Palm Beach County Sheriff’s Office deputies at John Prince Park were asked often about the long lines. Several deputies suggested applicants go to Pioneer Park in Belle Glade where they said they heard lines were not as long.

Louise Samedy was in the passenger’s seat with her family as they approached the John Prince entrance about 9 a.m. She and her husband have a two-year-old. They are expecting a second child.

They got in line about 4 a.m.

“We lost food when the power went out. We had damage to our roof,” said the West Palm Beach resident when asked what type of relief she was applying for.

Those who qualified received benefit cards, possibly worth hundreds of dollars, that could redeemed at supermarkets and other stores.

Applicants could pre-register online and had to apply in person to receive benefits.

The benefits vary based on income and are available to people who do not normally receive food stamps. A person who earns $1,664 monthly could be eligible to receive $386 in benefits, while a family earning less than $2,710 could receive $1,289.

READ: Palm Beach Post’s full coverage of Hurricane Irma

The program is part of the Department of Children and Families’ Disaster Supplemental Nutrition Assistance Program, that provides food assistance in 48 Florida counties.

To qualify for the program, applicants must have lived or worked in one of the 48 counties and have experienced at least one impact: damage or destruction of their home or business; loss of income and disaster-related expenses, such as food loss, home and business repairs, evacuation and temporary shelter expenses. People receiving food stamp benefits are not eligible.
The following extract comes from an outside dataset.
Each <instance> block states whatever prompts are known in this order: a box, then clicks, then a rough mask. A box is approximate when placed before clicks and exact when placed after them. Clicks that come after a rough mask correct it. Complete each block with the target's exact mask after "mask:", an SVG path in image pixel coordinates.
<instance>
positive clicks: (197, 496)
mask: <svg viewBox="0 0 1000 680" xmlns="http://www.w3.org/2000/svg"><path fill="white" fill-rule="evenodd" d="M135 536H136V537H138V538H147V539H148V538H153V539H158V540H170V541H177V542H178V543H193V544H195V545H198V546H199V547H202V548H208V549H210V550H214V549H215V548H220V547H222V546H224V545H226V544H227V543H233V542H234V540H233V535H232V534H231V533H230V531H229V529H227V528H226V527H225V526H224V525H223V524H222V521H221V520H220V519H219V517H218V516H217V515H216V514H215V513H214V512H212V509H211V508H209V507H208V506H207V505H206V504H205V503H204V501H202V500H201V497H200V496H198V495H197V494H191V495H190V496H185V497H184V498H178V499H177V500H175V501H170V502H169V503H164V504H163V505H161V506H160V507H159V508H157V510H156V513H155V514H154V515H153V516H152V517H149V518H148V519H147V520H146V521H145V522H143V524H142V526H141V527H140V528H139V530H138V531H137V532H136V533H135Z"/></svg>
Juan Blanco, an air conditioning repairman, was in the passenger’s seat with a friend as they approached the entrance. The Greenacres resident, who has a two-year-old son, said they had been waiting since 4 a.m.

“I have damage to my roof,” Blanco said.

Since Hurricane Irma, more than $954 million in federal food assistance has been distributed through the program across Florida to more than 7.2 million Floridians, according to a press release issued Friday by the Florida Department the Florida Department of Children and Families (DCF).

A sliver of that total went to a relative of Estelle Diaz, a Greenacres resident who was waiting Saturday morning at the exit of John Prince Park. Her family members, who had lost food in their refrigerator after their power went out, were in the park applying for relief.

“They gave me about $300,” said one of Diaz’s relatives when they stopped to pick her up.